Thursday, July 21, 2011

Feynman for Indian Villages

"Indian science will be finished in the next five years. Our universities have dried up.” When this grim warning is by C.N. Rao, the Prime Minister's own science advisor, it’s time for India to sit up and take notice.
With an impressive history of scientific discovery spanning over thousands of years and no shortage of manpower, why is the future of Indian science so bleak?
One of the major factors for the decline in science over the past few years is the dismal quality of science education imparted to students. Science textbooks are shockingly outdated. College labs are poorly equipped and experiments are infrequently conducted. As faculties at Indian universities are rarely involved in research work their students have no exposure to scientific methods or thinking.
India undoubtedly does have a few excellent institutions for science & technology such as IISc, TIFR and the famed IIT’s, but these are far too few and selective to lift Indian science out of the doldrums. International systems of schooling such as the IB are replacing Indian boards such as ICSE and CBSE in cities, but most of the Indian population cannot dream of affording these exclusive schools.

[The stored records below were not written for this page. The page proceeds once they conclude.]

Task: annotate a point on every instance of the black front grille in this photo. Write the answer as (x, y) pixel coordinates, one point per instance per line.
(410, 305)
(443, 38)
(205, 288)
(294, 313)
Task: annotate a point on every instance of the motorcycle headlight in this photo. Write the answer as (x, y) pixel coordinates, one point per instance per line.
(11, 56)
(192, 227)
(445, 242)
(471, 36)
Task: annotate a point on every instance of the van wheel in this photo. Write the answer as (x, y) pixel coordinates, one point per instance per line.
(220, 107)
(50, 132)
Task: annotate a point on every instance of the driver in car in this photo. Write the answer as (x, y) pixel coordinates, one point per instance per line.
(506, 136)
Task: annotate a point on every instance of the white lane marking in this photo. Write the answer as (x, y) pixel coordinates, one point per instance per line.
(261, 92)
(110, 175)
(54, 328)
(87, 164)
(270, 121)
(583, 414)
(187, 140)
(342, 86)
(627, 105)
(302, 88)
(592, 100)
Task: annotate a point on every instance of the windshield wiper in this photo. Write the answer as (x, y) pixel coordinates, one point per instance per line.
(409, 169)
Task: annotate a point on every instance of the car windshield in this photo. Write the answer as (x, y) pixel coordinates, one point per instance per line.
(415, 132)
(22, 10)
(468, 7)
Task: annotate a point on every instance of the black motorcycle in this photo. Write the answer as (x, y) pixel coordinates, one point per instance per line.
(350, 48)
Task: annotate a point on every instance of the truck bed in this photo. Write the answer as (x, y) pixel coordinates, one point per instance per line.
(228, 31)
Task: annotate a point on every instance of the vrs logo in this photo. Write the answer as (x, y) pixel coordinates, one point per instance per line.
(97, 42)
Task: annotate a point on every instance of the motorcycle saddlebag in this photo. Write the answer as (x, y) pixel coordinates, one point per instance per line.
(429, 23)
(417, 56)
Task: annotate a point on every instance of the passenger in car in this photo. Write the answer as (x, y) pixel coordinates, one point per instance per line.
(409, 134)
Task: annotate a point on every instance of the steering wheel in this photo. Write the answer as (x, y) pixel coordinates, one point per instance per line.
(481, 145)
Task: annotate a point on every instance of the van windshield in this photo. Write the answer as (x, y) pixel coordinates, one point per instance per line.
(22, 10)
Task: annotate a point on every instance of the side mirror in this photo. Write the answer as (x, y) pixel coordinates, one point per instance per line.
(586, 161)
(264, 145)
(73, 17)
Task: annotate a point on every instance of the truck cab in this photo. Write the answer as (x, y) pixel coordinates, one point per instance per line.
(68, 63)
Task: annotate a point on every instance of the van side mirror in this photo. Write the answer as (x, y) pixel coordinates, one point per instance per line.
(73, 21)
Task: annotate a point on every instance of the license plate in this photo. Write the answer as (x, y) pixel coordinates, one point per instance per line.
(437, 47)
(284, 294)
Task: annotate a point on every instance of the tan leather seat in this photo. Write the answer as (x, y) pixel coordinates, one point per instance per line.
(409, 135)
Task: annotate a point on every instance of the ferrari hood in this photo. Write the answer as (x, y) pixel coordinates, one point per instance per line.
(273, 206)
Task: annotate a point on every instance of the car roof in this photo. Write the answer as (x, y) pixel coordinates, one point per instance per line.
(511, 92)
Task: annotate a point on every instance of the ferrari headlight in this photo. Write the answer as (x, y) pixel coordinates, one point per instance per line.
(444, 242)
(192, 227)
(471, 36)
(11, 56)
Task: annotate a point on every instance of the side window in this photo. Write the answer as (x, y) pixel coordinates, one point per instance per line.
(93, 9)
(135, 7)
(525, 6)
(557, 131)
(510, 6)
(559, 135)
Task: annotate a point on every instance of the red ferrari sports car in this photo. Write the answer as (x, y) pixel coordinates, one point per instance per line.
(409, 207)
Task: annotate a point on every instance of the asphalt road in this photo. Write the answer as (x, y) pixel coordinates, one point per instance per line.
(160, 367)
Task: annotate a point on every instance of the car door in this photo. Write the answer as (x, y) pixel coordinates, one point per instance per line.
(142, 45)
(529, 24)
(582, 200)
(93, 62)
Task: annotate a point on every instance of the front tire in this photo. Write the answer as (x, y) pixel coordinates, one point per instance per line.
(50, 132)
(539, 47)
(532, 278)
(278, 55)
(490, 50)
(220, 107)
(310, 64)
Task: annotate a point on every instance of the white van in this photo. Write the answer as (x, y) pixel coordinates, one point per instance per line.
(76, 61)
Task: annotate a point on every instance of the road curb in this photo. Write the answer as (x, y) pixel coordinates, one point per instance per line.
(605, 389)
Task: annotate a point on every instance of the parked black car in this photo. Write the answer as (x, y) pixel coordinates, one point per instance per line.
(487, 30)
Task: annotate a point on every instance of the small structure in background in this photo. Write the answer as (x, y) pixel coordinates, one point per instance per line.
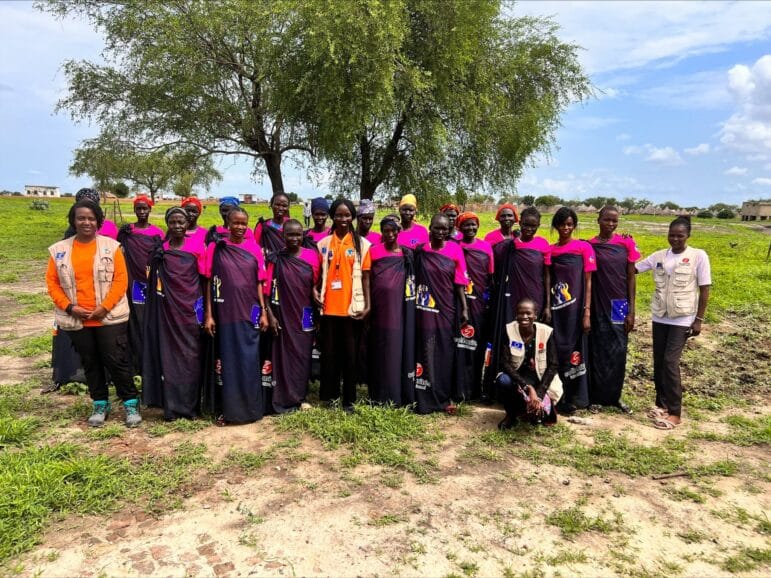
(756, 210)
(41, 191)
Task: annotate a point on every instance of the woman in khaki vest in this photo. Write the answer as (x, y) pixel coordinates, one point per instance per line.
(682, 279)
(87, 281)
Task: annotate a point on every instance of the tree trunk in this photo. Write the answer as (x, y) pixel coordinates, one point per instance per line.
(273, 166)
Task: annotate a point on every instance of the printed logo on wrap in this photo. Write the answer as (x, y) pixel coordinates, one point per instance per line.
(255, 316)
(198, 308)
(619, 309)
(138, 293)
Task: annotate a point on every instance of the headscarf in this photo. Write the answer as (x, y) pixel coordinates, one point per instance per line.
(366, 207)
(172, 210)
(409, 199)
(319, 203)
(508, 206)
(229, 201)
(468, 215)
(143, 199)
(192, 201)
(390, 221)
(89, 194)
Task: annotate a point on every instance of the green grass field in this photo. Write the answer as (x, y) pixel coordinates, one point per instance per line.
(52, 471)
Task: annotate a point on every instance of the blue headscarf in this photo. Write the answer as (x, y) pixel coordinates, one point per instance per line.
(230, 201)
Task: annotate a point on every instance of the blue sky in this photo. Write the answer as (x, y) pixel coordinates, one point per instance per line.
(683, 110)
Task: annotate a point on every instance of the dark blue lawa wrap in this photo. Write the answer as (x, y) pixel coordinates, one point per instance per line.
(608, 340)
(172, 361)
(391, 343)
(471, 340)
(235, 386)
(137, 249)
(291, 300)
(436, 321)
(567, 304)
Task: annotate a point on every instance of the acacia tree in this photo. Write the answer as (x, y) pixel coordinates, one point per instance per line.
(106, 159)
(475, 94)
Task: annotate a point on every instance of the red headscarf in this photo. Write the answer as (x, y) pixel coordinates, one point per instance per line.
(508, 206)
(143, 199)
(468, 215)
(192, 201)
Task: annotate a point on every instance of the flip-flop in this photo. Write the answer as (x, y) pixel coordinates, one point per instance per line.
(657, 413)
(664, 424)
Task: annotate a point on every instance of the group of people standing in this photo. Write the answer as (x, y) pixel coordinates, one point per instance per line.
(226, 321)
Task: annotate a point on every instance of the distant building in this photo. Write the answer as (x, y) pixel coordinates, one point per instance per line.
(41, 191)
(756, 210)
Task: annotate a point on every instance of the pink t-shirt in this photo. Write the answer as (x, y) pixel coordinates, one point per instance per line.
(454, 252)
(632, 252)
(412, 237)
(495, 237)
(150, 231)
(317, 235)
(374, 237)
(313, 258)
(199, 233)
(379, 251)
(223, 230)
(577, 247)
(109, 229)
(536, 244)
(196, 247)
(247, 245)
(484, 247)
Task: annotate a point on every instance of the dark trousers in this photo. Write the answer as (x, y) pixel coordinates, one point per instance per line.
(105, 347)
(339, 350)
(668, 344)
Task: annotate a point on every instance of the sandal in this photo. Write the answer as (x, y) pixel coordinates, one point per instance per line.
(657, 413)
(664, 424)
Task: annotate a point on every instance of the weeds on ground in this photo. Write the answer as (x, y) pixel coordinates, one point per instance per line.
(378, 435)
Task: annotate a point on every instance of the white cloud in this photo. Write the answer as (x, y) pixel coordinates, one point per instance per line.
(625, 35)
(665, 156)
(700, 149)
(749, 128)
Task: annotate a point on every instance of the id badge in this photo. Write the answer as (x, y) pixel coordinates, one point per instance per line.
(308, 322)
(138, 293)
(619, 309)
(255, 317)
(198, 308)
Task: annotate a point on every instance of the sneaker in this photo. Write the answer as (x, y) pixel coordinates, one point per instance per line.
(99, 413)
(131, 406)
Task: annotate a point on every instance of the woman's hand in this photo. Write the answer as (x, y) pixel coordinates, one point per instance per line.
(209, 325)
(629, 323)
(98, 314)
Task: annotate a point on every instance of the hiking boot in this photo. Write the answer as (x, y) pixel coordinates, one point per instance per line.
(131, 406)
(99, 413)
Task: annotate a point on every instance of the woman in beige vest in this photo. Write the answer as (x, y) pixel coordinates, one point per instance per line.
(87, 281)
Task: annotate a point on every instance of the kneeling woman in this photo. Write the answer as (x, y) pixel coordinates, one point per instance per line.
(173, 344)
(529, 385)
(235, 315)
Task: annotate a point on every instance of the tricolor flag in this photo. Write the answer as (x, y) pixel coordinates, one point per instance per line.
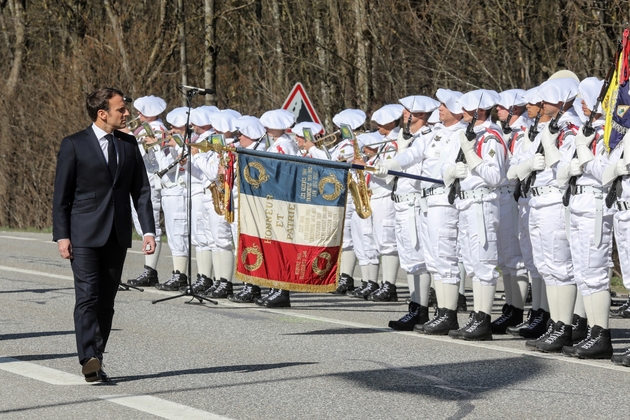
(290, 221)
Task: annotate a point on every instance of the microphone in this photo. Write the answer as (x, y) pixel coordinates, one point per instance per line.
(200, 91)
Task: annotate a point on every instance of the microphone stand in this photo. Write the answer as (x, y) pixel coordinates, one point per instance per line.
(190, 94)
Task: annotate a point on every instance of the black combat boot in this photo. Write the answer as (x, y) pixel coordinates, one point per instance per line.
(598, 346)
(511, 317)
(417, 315)
(147, 278)
(479, 329)
(248, 294)
(279, 299)
(345, 285)
(386, 293)
(223, 290)
(444, 321)
(558, 336)
(580, 329)
(177, 281)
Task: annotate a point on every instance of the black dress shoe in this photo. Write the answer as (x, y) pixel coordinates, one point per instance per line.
(90, 369)
(147, 278)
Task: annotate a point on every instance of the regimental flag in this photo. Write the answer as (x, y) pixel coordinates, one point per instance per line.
(616, 103)
(290, 221)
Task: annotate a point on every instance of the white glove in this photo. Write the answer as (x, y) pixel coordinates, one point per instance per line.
(401, 142)
(614, 170)
(468, 147)
(575, 167)
(451, 173)
(552, 154)
(535, 163)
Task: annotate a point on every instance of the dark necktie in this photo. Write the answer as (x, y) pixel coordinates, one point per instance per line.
(112, 159)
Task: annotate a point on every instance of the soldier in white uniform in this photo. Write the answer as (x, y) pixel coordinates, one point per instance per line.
(383, 213)
(478, 206)
(344, 152)
(408, 197)
(514, 121)
(276, 122)
(590, 232)
(149, 108)
(547, 218)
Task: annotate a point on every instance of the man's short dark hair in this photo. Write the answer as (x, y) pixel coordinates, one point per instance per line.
(99, 99)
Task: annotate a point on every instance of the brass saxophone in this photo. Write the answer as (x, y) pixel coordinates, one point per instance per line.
(360, 192)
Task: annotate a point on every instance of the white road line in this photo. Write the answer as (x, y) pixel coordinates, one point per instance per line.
(161, 408)
(295, 314)
(40, 373)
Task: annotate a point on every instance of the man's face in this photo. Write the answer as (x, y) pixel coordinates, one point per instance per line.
(117, 115)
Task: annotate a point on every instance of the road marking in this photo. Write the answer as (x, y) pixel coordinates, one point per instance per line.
(445, 339)
(40, 373)
(161, 408)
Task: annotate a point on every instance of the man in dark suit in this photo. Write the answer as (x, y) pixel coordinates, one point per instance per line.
(97, 170)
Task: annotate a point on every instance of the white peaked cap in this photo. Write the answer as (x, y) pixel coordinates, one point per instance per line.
(150, 106)
(298, 129)
(368, 139)
(200, 116)
(250, 126)
(589, 90)
(531, 95)
(512, 97)
(223, 121)
(353, 117)
(479, 99)
(388, 113)
(434, 118)
(449, 99)
(418, 103)
(277, 119)
(177, 117)
(555, 91)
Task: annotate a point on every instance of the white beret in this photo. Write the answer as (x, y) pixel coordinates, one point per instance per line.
(434, 118)
(200, 116)
(250, 127)
(277, 119)
(388, 113)
(478, 99)
(512, 97)
(368, 139)
(177, 117)
(353, 117)
(555, 91)
(449, 99)
(150, 106)
(223, 121)
(531, 95)
(419, 103)
(589, 89)
(298, 129)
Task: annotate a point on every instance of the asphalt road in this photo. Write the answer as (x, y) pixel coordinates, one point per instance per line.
(327, 357)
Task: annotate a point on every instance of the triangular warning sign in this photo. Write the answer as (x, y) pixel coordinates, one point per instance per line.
(300, 105)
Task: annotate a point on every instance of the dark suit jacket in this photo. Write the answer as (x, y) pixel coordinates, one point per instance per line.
(87, 201)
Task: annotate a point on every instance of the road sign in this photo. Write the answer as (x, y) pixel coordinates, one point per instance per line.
(300, 105)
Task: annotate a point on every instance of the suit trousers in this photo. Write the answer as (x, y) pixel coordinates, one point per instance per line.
(97, 273)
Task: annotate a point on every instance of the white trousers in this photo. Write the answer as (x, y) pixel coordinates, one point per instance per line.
(509, 249)
(408, 242)
(479, 260)
(550, 246)
(590, 262)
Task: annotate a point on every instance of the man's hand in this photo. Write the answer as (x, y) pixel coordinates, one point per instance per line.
(65, 248)
(148, 244)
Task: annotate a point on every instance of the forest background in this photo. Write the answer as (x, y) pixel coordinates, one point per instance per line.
(347, 53)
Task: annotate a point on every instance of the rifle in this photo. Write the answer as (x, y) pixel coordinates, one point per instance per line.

The country needs a homegrown solution that reaches out to the masses if it hopes to resurface as a global leader in basic sciences. Of a population of over a billion, 400 million Indians are illiterate. Seventy five percent of them live in rural areas and have no access to basic resources or funds for education. Properly motivated, this staggeringly large 'unexploited brainpower' can be transformed to generate massive economic and social returns for the country.